Figure 1. NA enhances parallel fiber-evoked feed-forward inhibition of DCN fusiform cells.

(A) Simplified DCN circuit diagram. Black and gray triangles represent glutamatergic and glycinergic/GABAergic synaptic terminals, respectively. Recording and stimulus (stim) electrodes illustrate experimental configuration for (B–G).
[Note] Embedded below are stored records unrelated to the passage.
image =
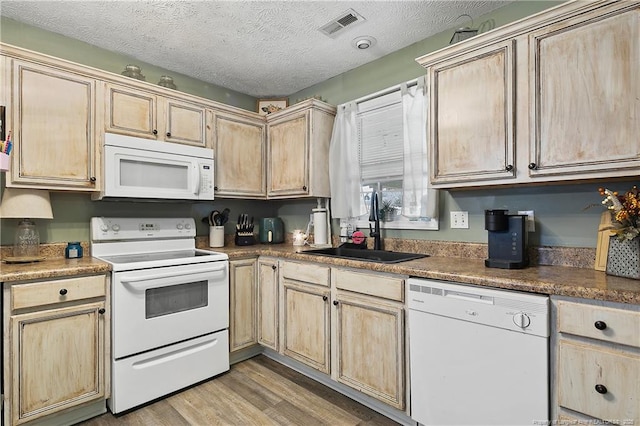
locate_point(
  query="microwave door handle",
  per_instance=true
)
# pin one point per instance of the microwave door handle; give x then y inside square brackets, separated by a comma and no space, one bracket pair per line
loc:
[196,178]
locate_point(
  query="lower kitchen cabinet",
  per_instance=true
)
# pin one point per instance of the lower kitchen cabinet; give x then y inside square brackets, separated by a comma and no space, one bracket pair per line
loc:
[268,318]
[369,335]
[242,300]
[597,361]
[306,314]
[56,350]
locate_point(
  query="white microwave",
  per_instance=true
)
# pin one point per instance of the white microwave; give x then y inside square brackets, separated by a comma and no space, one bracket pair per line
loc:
[142,168]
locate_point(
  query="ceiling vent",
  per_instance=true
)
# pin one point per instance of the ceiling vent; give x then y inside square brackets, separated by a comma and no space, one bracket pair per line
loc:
[347,18]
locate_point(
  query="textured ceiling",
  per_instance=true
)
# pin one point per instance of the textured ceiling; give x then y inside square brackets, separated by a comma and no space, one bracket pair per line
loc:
[260,48]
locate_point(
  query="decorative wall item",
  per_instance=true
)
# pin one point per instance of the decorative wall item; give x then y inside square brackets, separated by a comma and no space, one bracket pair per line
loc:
[133,71]
[267,106]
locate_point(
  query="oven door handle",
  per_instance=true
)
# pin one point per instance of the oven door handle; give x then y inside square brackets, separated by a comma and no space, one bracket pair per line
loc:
[165,280]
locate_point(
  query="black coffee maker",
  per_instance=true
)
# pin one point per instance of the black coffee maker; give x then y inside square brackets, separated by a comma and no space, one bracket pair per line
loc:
[507,239]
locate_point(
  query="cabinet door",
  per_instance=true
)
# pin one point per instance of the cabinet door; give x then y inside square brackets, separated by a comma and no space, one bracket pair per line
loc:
[53,125]
[370,347]
[288,156]
[185,123]
[239,144]
[242,298]
[58,360]
[306,319]
[586,95]
[268,320]
[472,108]
[131,112]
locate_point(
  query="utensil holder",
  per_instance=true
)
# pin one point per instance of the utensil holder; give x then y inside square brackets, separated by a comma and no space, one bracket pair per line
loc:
[216,236]
[244,238]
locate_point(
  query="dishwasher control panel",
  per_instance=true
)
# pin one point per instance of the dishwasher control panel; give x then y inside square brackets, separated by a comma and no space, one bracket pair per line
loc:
[507,309]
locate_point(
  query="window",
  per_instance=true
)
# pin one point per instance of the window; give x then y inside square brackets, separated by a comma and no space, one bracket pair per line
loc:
[383,158]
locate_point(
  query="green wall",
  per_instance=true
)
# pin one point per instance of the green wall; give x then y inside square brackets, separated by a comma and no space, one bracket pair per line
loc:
[561,218]
[28,37]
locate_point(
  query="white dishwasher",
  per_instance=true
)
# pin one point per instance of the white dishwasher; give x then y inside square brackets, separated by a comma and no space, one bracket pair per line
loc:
[479,356]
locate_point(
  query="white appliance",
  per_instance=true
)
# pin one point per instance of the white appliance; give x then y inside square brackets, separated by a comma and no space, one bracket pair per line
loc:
[478,356]
[169,307]
[141,168]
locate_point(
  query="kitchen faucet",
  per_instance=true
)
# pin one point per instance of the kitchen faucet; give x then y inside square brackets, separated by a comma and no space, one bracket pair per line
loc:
[374,216]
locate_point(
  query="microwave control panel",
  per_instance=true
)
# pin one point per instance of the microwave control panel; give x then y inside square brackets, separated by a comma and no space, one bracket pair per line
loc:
[206,180]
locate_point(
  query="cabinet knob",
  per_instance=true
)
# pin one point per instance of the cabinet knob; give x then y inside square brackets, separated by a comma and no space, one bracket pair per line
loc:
[601,389]
[600,325]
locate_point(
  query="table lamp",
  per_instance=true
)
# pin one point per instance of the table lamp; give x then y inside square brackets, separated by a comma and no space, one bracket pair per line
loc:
[26,204]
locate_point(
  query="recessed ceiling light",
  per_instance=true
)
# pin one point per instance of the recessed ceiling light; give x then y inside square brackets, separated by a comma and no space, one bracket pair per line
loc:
[363,42]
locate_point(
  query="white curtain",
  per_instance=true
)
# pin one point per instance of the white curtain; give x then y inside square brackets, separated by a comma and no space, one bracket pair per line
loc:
[419,200]
[344,168]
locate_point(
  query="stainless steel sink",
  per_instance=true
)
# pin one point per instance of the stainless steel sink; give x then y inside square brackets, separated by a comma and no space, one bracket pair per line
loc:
[379,256]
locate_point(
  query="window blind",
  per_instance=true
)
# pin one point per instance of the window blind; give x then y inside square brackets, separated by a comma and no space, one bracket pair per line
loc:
[380,138]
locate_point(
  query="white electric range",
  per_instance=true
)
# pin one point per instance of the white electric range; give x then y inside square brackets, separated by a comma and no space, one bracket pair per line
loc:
[169,307]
(B) Example responses to identical parallel fiber stimulation (3 stimuli at 20 Hz, arrows) recorded from a fusiform cell in control conditions (top) or in 10 μM NA (middle). Bottom trace shows difference current calculated from subtraction of response in control from response in NA. Gray dotted line is zero current level. (C) NBQX eliminated both inward and outward components of evoked responses, confirming disynaptic nature of outward currents. Same cell as in (B).(D) Summary of total charge of outward components (see Methods) of second and third responses in control and NA. Gray circles are data from individual cells. Filled black circles with error bars represent mean±SEM of outward charge measurements. NA significantly increased outward charge for both stimulus 2 (*p<0.05) and 3 (**p<0.01), n=6.

(E) Summary of mean total charge measurements after each stimulus (20 ms window) determined from subtraction currents as shown in (E). Charge difference significantly different from 0 pA*ms for all stimuli (stim1 *p<0.05, stim2 *p<0.05, stim3 ***p<0.005), one sample t-tests, n=6.

In (B–C), current traces are averages of 20 sweeps. Stimulus artifacts were removed from (B, top and middle, C) for clarity. Scale bars apply to all current traces.